Bye bye Greta, il seminario su ambiente e industria conquista i liceali: «Servono messaggi reali»

sabato 2 novembre 14:51 - di Natalia Delfino
greta

Studenti a lezione di ambientalismo, ma senza demonizzare il mondo che produce. Succede a Rosignano Marittimo, in provincia di Livorno, dove un seminario organizzato da soggetti istituzionali, industria e l’associazione ambientalista Gaia-L’Altraitalia Ambiente mette in campo un’alternativa a Greta e ai Fridays for future. Il risultato è un modo diverso di avvicinare i giovani alle tematiche ambientali e alla loro necessaria conciliazione con lo sviluppo e la produttività.

Opportunità e rischi della “chimica moderna”

All’incontro, un vero e proprio seminario dal titolo “La chimica moderna tra sostenibilità e pregiudizio”, hanno partecipato oltre 400 alunni delle scuole superiori del territorio, con i loro insegnanti. Durante la giornata, organizzata dalla docente Paola Barontini, i ragazzi hanno avuto modo di ascoltare esperti del settore, rappresentanti delle istituzioni locali, di Confindustria, di L’Altraitalia e di grandi operatori del settore chimico per farsi un’idea concreta di quali possano essere oggi gli strumenti per arrivare a buone prassi ambientali e di industria sostenibile. «Scopo del convegno – hanno spiegato gli organizzatori – era quello di spiegare alle giovani generazioni di studenti potenzialità e limiti della chimica moderna e l’inevitabile scelta dell’economia circolare come unica soluzione praticabile per uno sviluppo sostenibile».

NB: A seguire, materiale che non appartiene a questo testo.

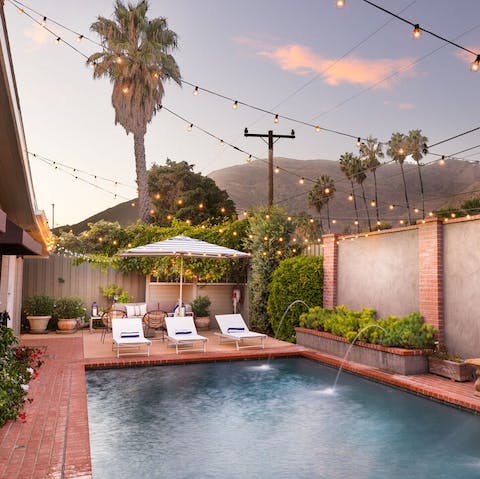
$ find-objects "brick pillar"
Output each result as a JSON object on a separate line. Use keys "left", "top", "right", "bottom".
{"left": 322, "top": 234, "right": 338, "bottom": 309}
{"left": 418, "top": 218, "right": 444, "bottom": 342}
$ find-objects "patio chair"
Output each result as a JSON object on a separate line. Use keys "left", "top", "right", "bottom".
{"left": 215, "top": 314, "right": 266, "bottom": 351}
{"left": 100, "top": 309, "right": 127, "bottom": 343}
{"left": 111, "top": 317, "right": 151, "bottom": 358}
{"left": 165, "top": 316, "right": 207, "bottom": 354}
{"left": 142, "top": 310, "right": 167, "bottom": 340}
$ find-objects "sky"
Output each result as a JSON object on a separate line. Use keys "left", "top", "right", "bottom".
{"left": 3, "top": 0, "right": 480, "bottom": 227}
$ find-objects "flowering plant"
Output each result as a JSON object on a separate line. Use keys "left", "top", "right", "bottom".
{"left": 0, "top": 326, "right": 44, "bottom": 427}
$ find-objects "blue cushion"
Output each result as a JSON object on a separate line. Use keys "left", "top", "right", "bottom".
{"left": 175, "top": 329, "right": 192, "bottom": 335}
{"left": 120, "top": 332, "right": 140, "bottom": 338}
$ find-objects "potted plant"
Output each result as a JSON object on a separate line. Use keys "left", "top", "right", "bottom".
{"left": 192, "top": 295, "right": 211, "bottom": 330}
{"left": 54, "top": 296, "right": 85, "bottom": 333}
{"left": 428, "top": 343, "right": 474, "bottom": 382}
{"left": 23, "top": 295, "right": 55, "bottom": 334}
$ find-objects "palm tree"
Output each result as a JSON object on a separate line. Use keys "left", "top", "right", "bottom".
{"left": 87, "top": 1, "right": 181, "bottom": 222}
{"left": 339, "top": 152, "right": 361, "bottom": 232}
{"left": 359, "top": 136, "right": 384, "bottom": 227}
{"left": 405, "top": 129, "right": 428, "bottom": 218}
{"left": 308, "top": 174, "right": 336, "bottom": 232}
{"left": 353, "top": 158, "right": 372, "bottom": 231}
{"left": 387, "top": 132, "right": 411, "bottom": 224}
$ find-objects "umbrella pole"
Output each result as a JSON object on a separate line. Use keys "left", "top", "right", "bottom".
{"left": 179, "top": 256, "right": 184, "bottom": 315}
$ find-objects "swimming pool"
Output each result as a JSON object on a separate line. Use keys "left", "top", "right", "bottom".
{"left": 86, "top": 358, "right": 480, "bottom": 479}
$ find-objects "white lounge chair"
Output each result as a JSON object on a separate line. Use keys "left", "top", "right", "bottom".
{"left": 165, "top": 316, "right": 207, "bottom": 354}
{"left": 215, "top": 314, "right": 266, "bottom": 350}
{"left": 112, "top": 317, "right": 151, "bottom": 358}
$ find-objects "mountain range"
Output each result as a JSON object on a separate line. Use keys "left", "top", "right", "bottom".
{"left": 57, "top": 158, "right": 480, "bottom": 234}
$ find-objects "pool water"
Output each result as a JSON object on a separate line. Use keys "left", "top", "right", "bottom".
{"left": 86, "top": 358, "right": 480, "bottom": 479}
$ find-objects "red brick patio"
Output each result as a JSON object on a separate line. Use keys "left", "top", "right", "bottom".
{"left": 0, "top": 330, "right": 479, "bottom": 479}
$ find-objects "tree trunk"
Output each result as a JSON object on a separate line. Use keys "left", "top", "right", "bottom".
{"left": 399, "top": 163, "right": 412, "bottom": 224}
{"left": 350, "top": 181, "right": 360, "bottom": 232}
{"left": 134, "top": 132, "right": 150, "bottom": 223}
{"left": 360, "top": 183, "right": 372, "bottom": 231}
{"left": 373, "top": 169, "right": 380, "bottom": 226}
{"left": 326, "top": 201, "right": 331, "bottom": 233}
{"left": 417, "top": 163, "right": 425, "bottom": 218}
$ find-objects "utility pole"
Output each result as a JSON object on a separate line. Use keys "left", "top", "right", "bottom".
{"left": 244, "top": 128, "right": 295, "bottom": 207}
{"left": 51, "top": 204, "right": 55, "bottom": 229}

Non solo Greta: gli studenti conquistati dagli esperti

Per gli approfondimenti sono stati chiamati Margherita Venturi dell’università di Bologna e presidente della divisione di didattica della società chimica italiana; Valentina Domenici, professoressa associata del “department of chemistry and industrial chemistry” dell’università di Pisa; Valter Castelvetro, professore associato, anche lui del “department of chemistry and industrial chemistry” dell’università di Pisa; Paolo Rotelli, membro della ICC /NU “Green Economy Task-Force” con sede a Parigi e vicepresidente del Polo Tecnologico della Magona.